En juin 2012, C obtient un jugement de 1,8 M$ contre B et la succession de D. La responsabilité solidaire a été répartie à 90 % à D et à 10 % à B.
Dans la même instance, B obtient un jugement relativement à une demande reconventionnelle présentée contre la succession de D. En faisant exécuter ce jugement, B conteste la position de l’assureur en invoquant deux motifs : premièrement, la renonciation pour la conduite, et deuxièmement, la préclusion promissoire (« promissory estoppel »), parfois aussi appelée irrecevabilité fondée sur une promesse.
Dans l’arrêt Maracle rendu par la Cour suprême en 1991, le juge Sopinka expliquait ainsi la doctrine de la préclusion promissoire. « Il incombe à la partie qui invoque cette exception d’établir que l’autre partie a, par ses paroles ou sa conduite, fait une promesse ou donné une assurance destinée à modifier leurs rapports juridiques et à inciter à l’accomplissement de certains actes. De plus, le destinataire de la promesse doit prouver que, sur la foi de celle-ci, il a pris une mesure quelconque ou a de quelque manière changé sa position », cite le tribunal dans son jugement du 18 novembre.
Premier jugement
En 2018, le juge de première instance détermine que l’assureur avait effectivement renoncé à son droit de refuser la couverture totale. Il n’examine pas l’argument fondé sur la préclusion. Il estime aussi que l’assureur pouvait obtenir l’information sur la consommation d’alcool de D dans le rapport du coroner.
La Cour d’appel de l’Ontario a infirmé cette décision en 2019. La conduite de RSA ne pouvait constituer la promesse inscrite au contrat, parce que l’assureur ne savait pas que D avait contrevenu à sa police d’assurance lorsqu’il a accepté de défendre sa succession. Les parties admettent que le rapport du coroner accessible peu après l’accident aurait fourni à l’assureur cette preuve de la violation du contrat.
Pourvoi à la Cour suprême
Le demandeur B a alors formé un pourvoi à la Cour suprême, invoquant à la fois des arguments fondés sur la renonciation par la conduite et la préclusion promissoire. Par la suite, B s’est désisté de son pourvoi après que la Cour suprême ait accordé l’autorisation d’appel, parce que l’assureur et lui ont conclu un règlement.

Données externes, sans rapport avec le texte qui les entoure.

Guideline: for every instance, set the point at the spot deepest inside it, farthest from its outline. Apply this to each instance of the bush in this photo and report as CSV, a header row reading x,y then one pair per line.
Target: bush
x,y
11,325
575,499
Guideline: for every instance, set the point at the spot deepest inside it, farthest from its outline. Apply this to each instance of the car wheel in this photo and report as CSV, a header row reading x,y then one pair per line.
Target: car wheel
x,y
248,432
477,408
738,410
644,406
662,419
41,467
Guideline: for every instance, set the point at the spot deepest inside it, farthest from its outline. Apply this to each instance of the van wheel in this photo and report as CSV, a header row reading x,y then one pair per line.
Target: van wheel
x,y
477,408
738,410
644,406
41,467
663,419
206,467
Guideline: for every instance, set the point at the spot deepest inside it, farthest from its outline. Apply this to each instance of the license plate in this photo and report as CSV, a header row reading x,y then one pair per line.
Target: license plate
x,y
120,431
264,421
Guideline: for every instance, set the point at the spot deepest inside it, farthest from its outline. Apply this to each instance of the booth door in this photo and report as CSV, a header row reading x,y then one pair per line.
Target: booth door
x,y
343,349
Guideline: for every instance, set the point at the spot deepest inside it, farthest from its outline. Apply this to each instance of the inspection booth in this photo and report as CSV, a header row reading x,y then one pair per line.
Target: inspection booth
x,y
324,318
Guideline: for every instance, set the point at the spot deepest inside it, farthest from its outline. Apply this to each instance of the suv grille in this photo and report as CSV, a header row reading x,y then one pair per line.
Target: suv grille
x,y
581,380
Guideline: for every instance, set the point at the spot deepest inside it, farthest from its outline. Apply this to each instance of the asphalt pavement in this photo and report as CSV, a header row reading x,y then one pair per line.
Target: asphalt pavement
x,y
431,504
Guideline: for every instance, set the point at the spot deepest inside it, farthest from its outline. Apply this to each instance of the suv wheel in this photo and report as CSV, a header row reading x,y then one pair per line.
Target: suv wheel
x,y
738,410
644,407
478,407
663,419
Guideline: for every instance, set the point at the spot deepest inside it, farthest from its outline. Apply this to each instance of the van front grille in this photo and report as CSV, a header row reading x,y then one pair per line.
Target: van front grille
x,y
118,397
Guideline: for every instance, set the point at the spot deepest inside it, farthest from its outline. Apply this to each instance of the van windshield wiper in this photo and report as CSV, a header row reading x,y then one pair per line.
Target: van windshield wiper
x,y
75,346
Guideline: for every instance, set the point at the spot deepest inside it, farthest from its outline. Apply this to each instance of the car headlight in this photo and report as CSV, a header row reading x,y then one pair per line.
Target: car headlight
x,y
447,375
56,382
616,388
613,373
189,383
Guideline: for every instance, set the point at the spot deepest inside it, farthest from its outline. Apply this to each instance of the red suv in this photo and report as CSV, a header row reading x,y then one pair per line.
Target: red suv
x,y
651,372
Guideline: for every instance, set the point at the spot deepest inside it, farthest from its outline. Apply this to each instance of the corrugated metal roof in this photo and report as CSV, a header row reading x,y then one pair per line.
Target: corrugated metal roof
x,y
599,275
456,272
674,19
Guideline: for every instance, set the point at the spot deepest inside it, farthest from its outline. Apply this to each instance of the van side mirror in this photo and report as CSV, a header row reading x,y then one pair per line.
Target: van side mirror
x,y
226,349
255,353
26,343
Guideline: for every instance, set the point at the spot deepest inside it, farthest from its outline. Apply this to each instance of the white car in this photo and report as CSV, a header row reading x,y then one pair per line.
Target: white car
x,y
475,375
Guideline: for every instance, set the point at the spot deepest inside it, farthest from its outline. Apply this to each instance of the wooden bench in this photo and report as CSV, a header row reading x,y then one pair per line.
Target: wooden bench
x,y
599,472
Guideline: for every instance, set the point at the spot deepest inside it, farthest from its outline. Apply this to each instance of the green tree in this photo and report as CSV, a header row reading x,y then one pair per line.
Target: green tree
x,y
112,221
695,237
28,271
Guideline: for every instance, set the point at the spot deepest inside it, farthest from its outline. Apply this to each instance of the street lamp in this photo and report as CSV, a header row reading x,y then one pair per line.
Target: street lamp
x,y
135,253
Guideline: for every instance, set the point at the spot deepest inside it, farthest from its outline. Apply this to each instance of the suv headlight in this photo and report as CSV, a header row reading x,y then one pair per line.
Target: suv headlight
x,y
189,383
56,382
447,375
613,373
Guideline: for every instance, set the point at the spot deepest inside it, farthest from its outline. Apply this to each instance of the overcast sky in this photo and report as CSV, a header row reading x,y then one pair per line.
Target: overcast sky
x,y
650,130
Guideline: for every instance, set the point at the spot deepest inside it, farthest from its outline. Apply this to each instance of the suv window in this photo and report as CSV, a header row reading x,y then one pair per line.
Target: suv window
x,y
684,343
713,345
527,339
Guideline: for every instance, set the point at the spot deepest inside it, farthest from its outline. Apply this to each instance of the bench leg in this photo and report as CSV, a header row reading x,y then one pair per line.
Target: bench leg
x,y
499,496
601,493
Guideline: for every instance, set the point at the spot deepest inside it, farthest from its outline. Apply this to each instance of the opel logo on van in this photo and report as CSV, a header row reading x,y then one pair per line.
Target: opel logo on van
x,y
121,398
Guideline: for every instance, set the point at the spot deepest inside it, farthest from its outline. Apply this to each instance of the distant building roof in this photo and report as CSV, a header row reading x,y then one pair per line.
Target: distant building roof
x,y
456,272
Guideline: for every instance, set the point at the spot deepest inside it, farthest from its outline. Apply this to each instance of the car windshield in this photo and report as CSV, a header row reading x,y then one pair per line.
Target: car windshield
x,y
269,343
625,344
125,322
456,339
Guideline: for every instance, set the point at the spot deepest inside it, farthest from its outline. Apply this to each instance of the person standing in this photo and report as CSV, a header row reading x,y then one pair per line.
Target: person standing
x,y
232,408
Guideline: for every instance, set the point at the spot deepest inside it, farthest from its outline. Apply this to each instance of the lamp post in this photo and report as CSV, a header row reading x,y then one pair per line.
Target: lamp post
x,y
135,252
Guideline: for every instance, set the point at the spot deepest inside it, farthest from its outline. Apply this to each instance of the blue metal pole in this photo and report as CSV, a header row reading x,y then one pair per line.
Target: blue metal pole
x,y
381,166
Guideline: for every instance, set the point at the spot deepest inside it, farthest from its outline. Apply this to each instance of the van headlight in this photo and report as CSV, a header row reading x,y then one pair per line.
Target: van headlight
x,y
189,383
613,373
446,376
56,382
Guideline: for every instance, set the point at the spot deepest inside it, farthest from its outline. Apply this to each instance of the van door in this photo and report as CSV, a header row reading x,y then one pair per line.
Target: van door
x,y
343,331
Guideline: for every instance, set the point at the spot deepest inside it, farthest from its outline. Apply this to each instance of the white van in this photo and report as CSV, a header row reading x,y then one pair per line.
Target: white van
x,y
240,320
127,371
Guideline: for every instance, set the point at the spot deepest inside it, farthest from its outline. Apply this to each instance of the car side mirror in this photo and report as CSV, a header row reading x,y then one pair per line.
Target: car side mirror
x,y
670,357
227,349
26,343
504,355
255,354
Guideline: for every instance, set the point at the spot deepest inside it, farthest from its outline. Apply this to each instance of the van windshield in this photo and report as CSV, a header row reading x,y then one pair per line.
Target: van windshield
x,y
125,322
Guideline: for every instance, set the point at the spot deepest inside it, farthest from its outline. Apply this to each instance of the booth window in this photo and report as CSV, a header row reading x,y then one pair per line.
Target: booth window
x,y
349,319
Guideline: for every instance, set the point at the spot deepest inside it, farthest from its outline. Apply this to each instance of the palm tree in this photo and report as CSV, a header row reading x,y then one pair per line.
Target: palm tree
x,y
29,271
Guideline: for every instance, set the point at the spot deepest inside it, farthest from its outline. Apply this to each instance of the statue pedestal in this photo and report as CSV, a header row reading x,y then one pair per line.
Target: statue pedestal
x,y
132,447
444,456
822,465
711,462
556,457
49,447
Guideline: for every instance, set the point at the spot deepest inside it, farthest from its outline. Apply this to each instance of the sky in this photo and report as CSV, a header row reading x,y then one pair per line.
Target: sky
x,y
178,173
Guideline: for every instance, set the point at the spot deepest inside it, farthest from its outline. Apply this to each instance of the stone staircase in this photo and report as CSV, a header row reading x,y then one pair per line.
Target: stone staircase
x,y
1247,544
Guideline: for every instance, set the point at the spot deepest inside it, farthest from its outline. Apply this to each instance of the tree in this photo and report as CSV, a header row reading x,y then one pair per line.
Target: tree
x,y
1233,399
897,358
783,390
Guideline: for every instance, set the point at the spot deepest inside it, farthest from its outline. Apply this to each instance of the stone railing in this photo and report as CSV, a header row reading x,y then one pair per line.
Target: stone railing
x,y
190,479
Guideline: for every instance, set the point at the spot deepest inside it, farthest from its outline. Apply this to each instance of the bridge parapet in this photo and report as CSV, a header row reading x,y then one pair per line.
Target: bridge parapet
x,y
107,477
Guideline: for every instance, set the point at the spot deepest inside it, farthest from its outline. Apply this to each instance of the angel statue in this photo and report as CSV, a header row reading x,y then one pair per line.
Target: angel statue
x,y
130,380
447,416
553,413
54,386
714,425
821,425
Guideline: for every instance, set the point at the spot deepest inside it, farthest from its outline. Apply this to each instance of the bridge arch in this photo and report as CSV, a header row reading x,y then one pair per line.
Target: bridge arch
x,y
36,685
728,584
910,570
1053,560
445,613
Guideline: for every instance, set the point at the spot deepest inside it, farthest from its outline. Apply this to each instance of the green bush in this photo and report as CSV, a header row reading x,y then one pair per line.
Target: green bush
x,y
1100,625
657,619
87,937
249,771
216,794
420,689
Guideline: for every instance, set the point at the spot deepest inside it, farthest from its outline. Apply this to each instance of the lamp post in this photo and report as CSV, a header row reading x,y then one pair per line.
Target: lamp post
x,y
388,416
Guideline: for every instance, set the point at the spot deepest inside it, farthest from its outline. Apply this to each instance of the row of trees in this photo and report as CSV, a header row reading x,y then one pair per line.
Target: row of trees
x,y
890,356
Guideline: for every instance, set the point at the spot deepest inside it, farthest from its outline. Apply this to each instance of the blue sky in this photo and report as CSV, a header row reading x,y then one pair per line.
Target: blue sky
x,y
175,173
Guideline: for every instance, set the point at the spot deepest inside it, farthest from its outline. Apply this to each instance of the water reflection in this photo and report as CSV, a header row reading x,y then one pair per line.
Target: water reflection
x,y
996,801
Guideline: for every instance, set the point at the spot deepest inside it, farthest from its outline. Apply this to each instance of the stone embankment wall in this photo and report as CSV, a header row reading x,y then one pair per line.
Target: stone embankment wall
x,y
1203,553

Le groupe Trial Lawyers Association of British Columbia a présenté une demande pour se substituer à B comme partie appelante. La Cour suprême a utilisé son pouvoir discrétionnaire pour entendre la cause, même si le pourvoi devenait théorique. L’Ontario Trial Lawyers Association est intervenue lors du pourvoi.
Devant la Cour suprême, les parties ont reconnu que le paragraphe 131(1) de la Loi sur les assurances de l’Ontario, tel qu’il était libellé à la période pertinente, exigeait que la renonciation soit faite par écrit et que l’assureur RSA n’a jamais renoncé à aucun droit par écrit.
Selon le tribunal, l’assureur avait la responsabilité de traiter « de bonne foi » et « de façon impartiale et raisonnable » la poursuite intentée envers son client D. Ce devoir ne s’étendait pas aux victimes de l’accident ou à d’autres tiers demandeurs.
Difficultés supplémentaires
La Cour suprême analyse ensuite les difficultés supplémentaires qu’un tiers demandeur comme B doit surmonter pour obtenir gain de cause lorsqu’il avance un argument de préclusion contre un assureur.
Selon la Cour suprême, l’importance de l’intention de l’auteur de la promesse dépend entièrement de ce qu’il sait. Il ne peut avoir l’intention de modifier ses rapports en promettant de s’abstenir d’agir à partir de renseignements dont il ne dispose pas.
Si l’on considère que l’assureur qui offre une défense a eu l’intention de modifier des rapports avec B en élargissant la couverture malgré la contravention à la police commise par D, il faut démontrer que RSA connaissait les faits qui établissent cette violation, ajoute le tribunal.
Si l’assureur avait connu ces faits, mais qu’il avait omis d’apprécier la portée juridique de cette contravention, la connaissance aurait pu lui être imputée.
Connaissance par interprétation
L’appelante a tenté d’établir que l’assureur avait une connaissance par interprétation en se basant sur la prémisse que RSA avait un devoir d’enquêter avec diligence sur la demande présentée contre son assuré. La Cour suprême rejette cet argument pour deux raisons.
Comme les demandes de règlement découlent d’une police d’assurance responsabilité, les assureurs sont liés par une obligation envers l’assuré d’enquêter sur chaque demande de règlement « de bonne foi », « de façon impartiale et raisonnable », sans toutefois s’acharner à trouver une contravention à la police.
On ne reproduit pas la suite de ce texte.